Setting up Users from an LDAP Database

About this task

This diagram shows how the LDAP client embedded in Hue searches the LDAP server's database for user names, and then adds them to the User Admin directory for Hue.

The following table shows the parameters you need to set in the ldap section of the hue.ini file so you can import users.

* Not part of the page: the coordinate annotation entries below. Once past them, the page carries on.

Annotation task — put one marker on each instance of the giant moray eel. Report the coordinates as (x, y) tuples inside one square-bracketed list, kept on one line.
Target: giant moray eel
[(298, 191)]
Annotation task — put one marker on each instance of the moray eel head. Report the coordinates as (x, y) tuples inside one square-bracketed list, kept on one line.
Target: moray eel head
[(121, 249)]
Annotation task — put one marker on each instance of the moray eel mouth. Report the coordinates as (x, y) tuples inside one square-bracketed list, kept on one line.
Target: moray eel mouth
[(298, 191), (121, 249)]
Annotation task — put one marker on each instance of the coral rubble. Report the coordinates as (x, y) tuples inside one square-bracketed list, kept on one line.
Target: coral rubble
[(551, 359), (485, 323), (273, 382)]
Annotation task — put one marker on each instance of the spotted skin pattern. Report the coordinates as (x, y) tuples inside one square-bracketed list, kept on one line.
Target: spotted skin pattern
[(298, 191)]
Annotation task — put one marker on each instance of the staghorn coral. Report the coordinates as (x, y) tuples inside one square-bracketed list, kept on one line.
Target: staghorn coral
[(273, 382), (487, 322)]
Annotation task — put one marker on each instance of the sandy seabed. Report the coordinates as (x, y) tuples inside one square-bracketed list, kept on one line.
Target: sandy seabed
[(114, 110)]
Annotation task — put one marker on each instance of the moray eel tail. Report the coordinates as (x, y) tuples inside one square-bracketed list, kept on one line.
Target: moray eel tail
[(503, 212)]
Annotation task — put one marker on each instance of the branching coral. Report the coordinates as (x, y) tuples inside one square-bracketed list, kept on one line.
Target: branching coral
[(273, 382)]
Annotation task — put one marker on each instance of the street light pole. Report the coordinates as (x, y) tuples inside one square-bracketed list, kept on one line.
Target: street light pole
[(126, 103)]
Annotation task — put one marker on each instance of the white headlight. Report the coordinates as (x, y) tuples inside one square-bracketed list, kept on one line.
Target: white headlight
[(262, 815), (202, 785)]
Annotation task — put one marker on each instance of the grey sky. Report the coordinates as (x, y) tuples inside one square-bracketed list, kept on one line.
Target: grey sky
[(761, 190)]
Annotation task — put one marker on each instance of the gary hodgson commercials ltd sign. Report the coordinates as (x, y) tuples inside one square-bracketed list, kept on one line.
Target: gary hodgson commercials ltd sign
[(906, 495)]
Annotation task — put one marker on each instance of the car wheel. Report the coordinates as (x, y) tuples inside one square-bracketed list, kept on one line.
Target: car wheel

WARNING The hue.ini file is located at /opt/mapr/hue/hue-<version>/desktop/conf/.
Parameter Description Comments
ldap_url The URL of your LDAP server.
base_dn Top of the search tree, which defines the search scope.
bind_dn Distinguished name (DN) of the user to bind as. Can be omitted for anonymous searches.
bind_password Password of the bind user. Can be omitted for anonymous searches.
user_filter Limits the scope of the search by applying a filter. This parameter is optional.
user_name_attr The attribute used for username in the LDAP schema. Examples: cn (for common name) or uid (for user ID).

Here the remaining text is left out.